Sobre o conceito de "muçulmano" e "islâmico"

As jornadas de um indiano, ou inglês...não, um cidadão de Trinidad e Tobago, pequena ilha no Caribe. Por sinal, o mais ilustre filho dessas terras banhadas pelo Oceano Atlântico. V.S. Naipaul, nestes dois livros, "Entre os Fiéis" e "Além da Fé", faz uma jornada por quatro países muçulmanos considerados "convertidos", no cenário considerado "islâmico internacional".

Malásia, Indonésia, Paquistão e Irã. Seus passos são além do simplesmente físico, de paisagens e pessoas. Naipaul, como em outros escritos seus, talvez em "Os Mímicos", transcende o mero rolar de acontecimentos e, em sua narração, levanta diversas questões de respeito ao ser humano, propriamente dito.

Nestas duas obras, separadas por catorze anos, ele conhece pessoas, mergulha nas culturas, nas lendas e tradições únicas de cada povo, embora exista sempre a pressão indireta pela "arabização" por parte de alguns "teóricos", como disse um jovem paquistanês, citado em seu livro, que "para eles (muçulmanos), a única coisa sagrada são as dunas da Arábia.".
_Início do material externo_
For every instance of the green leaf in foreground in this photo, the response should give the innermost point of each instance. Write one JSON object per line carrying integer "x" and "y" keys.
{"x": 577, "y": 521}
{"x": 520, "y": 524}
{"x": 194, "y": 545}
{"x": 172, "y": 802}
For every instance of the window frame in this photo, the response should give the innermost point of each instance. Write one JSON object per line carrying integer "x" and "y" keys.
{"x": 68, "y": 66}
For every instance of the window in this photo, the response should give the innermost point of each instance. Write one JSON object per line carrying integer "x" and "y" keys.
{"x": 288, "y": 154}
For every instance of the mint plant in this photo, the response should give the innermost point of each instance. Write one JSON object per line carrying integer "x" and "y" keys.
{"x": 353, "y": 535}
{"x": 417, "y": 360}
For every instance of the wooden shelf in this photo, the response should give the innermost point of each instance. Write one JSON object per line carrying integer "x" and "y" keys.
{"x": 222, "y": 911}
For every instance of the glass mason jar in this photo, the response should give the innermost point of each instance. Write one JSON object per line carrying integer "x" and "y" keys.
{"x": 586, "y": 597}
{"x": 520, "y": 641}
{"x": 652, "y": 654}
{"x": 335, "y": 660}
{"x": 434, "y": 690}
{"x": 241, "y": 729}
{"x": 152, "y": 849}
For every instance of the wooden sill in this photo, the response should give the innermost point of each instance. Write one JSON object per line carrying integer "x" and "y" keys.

De fato, na crença muçulmana o povo árabe é considerado como o mais próximo do que seria o povo perfeito, afinal "o Alcorão é escrito em árabe, a língua da 'revelação' foi o árabe - assim como o era a língua dos invasores que portavam a bandeira verde do Islã. Mesmo quando essa 'união', a noção de uma cultura árabe 'una' seja fruto mais de uma demagogia política que propriamente uma união cultural, laços conjuntos - Não é necessário citar autores ou teóricos sobre o assunto, basta lembrar de uma reunião da Liga Árabe, ocorrida pouco antes da invasão americana do Iraque, que acabou com o representante iraquiano chamando o kuwaitiano de "cachorro".

Acrescentando, o nacionalismo árabe, como concebido hoje, foi meramente uma invenção de ingleses e americanos no século XIX para salvaguardar seus interesses sobre os povos "conquistados" ou "que necessitavam de educação", como diziam os orientalistas do século XIX, como Disraeli e Sacy.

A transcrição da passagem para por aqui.